Some mitigation options suggested in scientific literature include remote sensing to detect chlorophyll-a (a specific form of chlorophyll used in oxygenic photosynthesis) and other algal pigments in the water, said Dr Angela Capper of James Cook University’s College of Marine and Environmental Sciences.
“Molecular approaches are a progressive tool playing a key role in the identification of harmful algal bloom species. Satellite and predictive modelling based on a range of … parameters including climatic conditions and sea-surface temperatures also assist with the implementation of mitigation strategies,” she said.
PSI FOR WATER?
Perhaps, what the authorities have done with air quality data can be replicated for water quality.

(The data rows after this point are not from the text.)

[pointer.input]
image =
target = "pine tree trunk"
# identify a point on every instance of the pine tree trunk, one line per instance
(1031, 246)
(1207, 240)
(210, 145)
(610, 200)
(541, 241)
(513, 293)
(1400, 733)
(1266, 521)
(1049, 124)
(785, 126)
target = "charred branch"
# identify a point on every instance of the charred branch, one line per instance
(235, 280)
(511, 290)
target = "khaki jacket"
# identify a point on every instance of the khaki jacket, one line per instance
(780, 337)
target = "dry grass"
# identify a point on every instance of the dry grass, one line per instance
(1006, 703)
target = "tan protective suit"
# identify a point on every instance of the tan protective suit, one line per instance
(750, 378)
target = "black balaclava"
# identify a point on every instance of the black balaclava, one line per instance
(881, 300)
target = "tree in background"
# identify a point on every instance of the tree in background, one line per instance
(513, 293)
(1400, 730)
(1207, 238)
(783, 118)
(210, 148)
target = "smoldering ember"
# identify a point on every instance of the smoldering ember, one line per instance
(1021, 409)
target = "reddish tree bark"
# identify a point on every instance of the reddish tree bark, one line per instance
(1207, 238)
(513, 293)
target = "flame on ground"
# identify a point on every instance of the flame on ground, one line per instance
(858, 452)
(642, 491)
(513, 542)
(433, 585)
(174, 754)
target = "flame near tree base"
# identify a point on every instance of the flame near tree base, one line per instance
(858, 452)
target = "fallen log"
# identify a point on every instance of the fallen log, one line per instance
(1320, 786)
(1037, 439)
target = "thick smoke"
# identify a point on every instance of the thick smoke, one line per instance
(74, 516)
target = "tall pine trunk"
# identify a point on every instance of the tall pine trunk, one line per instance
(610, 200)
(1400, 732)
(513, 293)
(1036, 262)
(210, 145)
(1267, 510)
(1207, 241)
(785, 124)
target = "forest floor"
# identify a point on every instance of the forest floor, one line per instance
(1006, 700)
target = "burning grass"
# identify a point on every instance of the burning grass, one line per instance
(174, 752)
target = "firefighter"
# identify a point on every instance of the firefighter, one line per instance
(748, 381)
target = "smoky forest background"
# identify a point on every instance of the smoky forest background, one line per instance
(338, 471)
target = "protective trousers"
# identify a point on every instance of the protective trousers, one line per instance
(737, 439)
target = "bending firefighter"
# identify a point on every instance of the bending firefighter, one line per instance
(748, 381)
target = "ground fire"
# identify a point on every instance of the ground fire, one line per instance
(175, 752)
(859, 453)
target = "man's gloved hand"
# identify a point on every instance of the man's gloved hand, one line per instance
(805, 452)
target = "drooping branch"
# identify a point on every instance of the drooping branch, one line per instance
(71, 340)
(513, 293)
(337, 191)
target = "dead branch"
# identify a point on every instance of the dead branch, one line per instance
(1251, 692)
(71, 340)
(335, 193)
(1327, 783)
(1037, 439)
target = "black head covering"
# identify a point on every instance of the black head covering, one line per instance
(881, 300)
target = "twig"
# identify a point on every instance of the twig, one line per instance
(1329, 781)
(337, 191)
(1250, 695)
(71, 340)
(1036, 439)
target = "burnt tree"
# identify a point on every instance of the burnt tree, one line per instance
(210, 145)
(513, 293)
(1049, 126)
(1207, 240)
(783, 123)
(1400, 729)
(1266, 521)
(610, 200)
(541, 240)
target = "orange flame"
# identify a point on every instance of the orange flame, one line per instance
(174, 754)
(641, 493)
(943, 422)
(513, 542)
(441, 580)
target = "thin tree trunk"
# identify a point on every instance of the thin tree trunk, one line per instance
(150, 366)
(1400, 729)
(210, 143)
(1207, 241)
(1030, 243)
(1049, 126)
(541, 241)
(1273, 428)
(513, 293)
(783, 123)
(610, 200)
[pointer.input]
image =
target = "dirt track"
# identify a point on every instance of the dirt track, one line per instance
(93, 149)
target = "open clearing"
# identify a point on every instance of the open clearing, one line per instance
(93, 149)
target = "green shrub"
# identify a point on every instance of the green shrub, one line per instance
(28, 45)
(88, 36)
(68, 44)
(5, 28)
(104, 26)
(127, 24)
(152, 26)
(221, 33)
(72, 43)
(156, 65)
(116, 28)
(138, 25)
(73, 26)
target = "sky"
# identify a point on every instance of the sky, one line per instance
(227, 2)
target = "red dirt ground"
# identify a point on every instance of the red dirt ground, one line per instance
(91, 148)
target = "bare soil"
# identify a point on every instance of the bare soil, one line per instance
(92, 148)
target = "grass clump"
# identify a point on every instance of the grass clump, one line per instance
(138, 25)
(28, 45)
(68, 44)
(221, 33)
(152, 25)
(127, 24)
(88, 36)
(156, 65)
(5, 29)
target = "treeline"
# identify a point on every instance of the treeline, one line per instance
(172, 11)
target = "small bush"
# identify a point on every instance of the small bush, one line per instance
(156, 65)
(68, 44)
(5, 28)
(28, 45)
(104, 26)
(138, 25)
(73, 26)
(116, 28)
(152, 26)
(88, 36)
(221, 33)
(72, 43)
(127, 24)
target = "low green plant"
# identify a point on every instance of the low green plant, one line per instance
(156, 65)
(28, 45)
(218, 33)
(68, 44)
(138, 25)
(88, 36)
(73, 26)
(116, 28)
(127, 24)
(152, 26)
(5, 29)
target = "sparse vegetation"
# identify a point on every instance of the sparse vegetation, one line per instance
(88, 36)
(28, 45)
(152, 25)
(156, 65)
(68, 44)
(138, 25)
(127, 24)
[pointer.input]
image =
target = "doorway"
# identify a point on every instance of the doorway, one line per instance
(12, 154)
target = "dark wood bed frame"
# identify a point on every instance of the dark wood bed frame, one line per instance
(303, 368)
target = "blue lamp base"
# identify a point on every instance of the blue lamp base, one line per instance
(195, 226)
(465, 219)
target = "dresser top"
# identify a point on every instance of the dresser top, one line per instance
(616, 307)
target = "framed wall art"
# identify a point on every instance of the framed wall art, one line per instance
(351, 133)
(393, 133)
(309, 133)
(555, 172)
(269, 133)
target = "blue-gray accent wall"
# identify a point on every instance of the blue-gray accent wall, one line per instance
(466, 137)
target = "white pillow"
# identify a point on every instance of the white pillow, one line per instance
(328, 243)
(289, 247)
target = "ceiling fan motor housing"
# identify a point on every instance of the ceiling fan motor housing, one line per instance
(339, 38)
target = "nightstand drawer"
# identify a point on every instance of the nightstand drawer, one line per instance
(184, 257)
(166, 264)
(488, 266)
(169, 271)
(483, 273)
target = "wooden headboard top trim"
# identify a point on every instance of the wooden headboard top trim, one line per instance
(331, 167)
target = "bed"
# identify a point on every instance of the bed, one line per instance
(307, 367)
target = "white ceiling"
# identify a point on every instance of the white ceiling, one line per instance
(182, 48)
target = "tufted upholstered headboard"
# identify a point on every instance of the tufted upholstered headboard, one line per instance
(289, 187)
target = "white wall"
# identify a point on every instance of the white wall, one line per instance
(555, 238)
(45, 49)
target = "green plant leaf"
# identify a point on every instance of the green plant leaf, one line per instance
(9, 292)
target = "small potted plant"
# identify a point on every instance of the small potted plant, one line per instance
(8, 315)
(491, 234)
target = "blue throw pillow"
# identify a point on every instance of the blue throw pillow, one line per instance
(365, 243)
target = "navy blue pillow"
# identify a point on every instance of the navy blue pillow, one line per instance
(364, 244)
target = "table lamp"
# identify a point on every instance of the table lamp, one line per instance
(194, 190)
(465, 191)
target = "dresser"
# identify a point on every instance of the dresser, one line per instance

Pollutant Standards Index readings are publicly available online and air-quality reporting was improved last year. With better and readily available data, farmers with an appetite for more information, and researchers and marine enthusiasts — who have been tirelessly doing shore walks to monitor dead fish — would benefit.
Timely consumer alerts would also inform the public and prevent rumour-mongering during plankton blooms.
The AVA has informed the public that fish samples from affected farms do not contain marine biotoxins and that fish harvested from local farms are safe to eat, but the public should also know causes of the fish deaths, the plankton species identified, whether it is safe to play in waters near affected areas and what developments to expect.
The closed-containment aquaculture systems being developed will be part of the solution, although a farmer said it may be too costly to use for the entire duration of the fish’s life and that the flesh of fish farmed in open waters is better.
The food-fish farming industry, while relatively small, deserves an appropriate injection of research and capital if the commitment is to keep it afloat.
The public ought to be better informed about the food they eat and challenges facing those who supply that food.
On-the-ground efforts of marine enthusiasts ought to be complemented by academic research and findings that are openly shared.
Clearly, we need more science in the public domain to make progress on fish-kill episodes so that when the next plankton or algal bloom occurs in Singapore waters, fish farmers will be better equipped to cope.